A cross sectional study was conducted at Wolkite University cafeteria, South Ethiopia from December to February 2017 from 170 food handlers. At present, the cafeteria has 340 food handling personnel serving for about 11,000 students. All food handlers from the University food handling establishment were included and then proportional allocation was considered to select 170 food handlers from each section. Food handlers who had taken anti-helminthics within the three weeks prior to the study and newly recruited were excluded.
Sample size was determined after a single size population proportion formula taking a proportion of 6.9% Salmonella species prevalence in Arbaminch University cafeteria(Mohammed), Zα/2=1.96, confidence level of 95%, and margin of error = 0.04. The sample size became 156 and the final sample size after adding 10% non-response rate was 170.
Data collection and processing
Personal data, hygienic profile, knowledge and attitude assessments were handled by structured questionnaire adopted from similar survey and literatures.
Ova/parasite detection: A loop full of stool sample was collected from each food handler and examined following direct wet mount preparations in normal saline, iodine solution and formol-ether concentration sedimentation techniques as per the standards. The parasites identified in any one of the three techniques from a single specimen will be reported as positive .
Culturing of Salmonella and Shigella spp.
Stool specimens were pre-enriched with Selenite F broth and inoculated to Xylose Lysine Deoxycholate (XLD) by incubating at 37°C for 24 hours for isolation of Shigella and Salmonella isolates. Colony characteristics and biochemical tests were applied to differentiate enetero pathogens, glucose and lactose fermentation, hydrogen sulfide production, Kliger iron agar, indole, Simon’s citrate agar, lysine iron agar, urea, and motility .To differentiate from other enterobacterceae and as a confirmatory test we use API-20E (Biomerieux, France).
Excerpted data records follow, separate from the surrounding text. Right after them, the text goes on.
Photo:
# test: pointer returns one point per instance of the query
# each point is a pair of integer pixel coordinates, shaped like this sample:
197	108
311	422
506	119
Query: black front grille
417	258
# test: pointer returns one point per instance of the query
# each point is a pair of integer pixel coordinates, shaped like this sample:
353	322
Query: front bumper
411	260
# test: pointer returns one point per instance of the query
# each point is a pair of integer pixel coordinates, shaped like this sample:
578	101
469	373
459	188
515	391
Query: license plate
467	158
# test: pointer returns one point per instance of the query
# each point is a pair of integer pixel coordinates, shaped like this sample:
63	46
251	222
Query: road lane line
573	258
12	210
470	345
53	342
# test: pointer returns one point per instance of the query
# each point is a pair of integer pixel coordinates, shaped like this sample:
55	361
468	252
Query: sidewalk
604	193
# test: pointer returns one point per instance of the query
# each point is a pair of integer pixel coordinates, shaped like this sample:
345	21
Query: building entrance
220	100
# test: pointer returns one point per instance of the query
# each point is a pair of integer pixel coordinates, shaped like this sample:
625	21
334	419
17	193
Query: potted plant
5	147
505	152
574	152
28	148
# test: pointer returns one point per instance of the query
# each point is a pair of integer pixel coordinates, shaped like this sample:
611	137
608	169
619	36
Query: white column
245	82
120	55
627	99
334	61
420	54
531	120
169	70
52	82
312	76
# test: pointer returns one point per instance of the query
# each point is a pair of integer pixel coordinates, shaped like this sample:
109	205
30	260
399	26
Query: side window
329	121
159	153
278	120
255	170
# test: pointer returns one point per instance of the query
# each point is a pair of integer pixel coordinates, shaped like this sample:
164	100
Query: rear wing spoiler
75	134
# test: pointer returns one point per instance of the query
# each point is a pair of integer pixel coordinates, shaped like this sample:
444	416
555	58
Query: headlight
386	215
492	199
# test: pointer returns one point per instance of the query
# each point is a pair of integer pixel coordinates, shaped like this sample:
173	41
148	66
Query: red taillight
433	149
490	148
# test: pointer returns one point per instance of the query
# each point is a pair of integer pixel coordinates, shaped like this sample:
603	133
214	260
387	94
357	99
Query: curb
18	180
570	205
Antibiotic susceptibility was performed by Kirby-Bauer disc diffusion on Muller-Hinton agar using Norfloxacillin (10μg), Gentamicin (10μg), Ceftriaxone (30μg), Ciprofloxacin (5μg), Tetracycline (30μg), Chloramphenicol (30µg) and Trimethoprim-Sulphamethoxazole (25μg). The reading and interpretation of the results as sensitive, intermediate, and resistant were conducted in reference to CLSI, 2015 .
Quality Control: Standard Operating Procedures (SOPs) were strictly followed during laboratory specimen’s collection, processing and culturing. American type culture collection bacterial reference strain of Escherichia coli ATCC25922 was used as a quality control for antibiotic susceptibility testing.
Data analysis: The data were edited, coded, and entered into SPSS for Windows version 20.0. Descriptive statistics were used to determine frequency, prevalence, and percentage. The relationship between variables was computed using chi-square (with value of 0.05 and 95% confidence interval).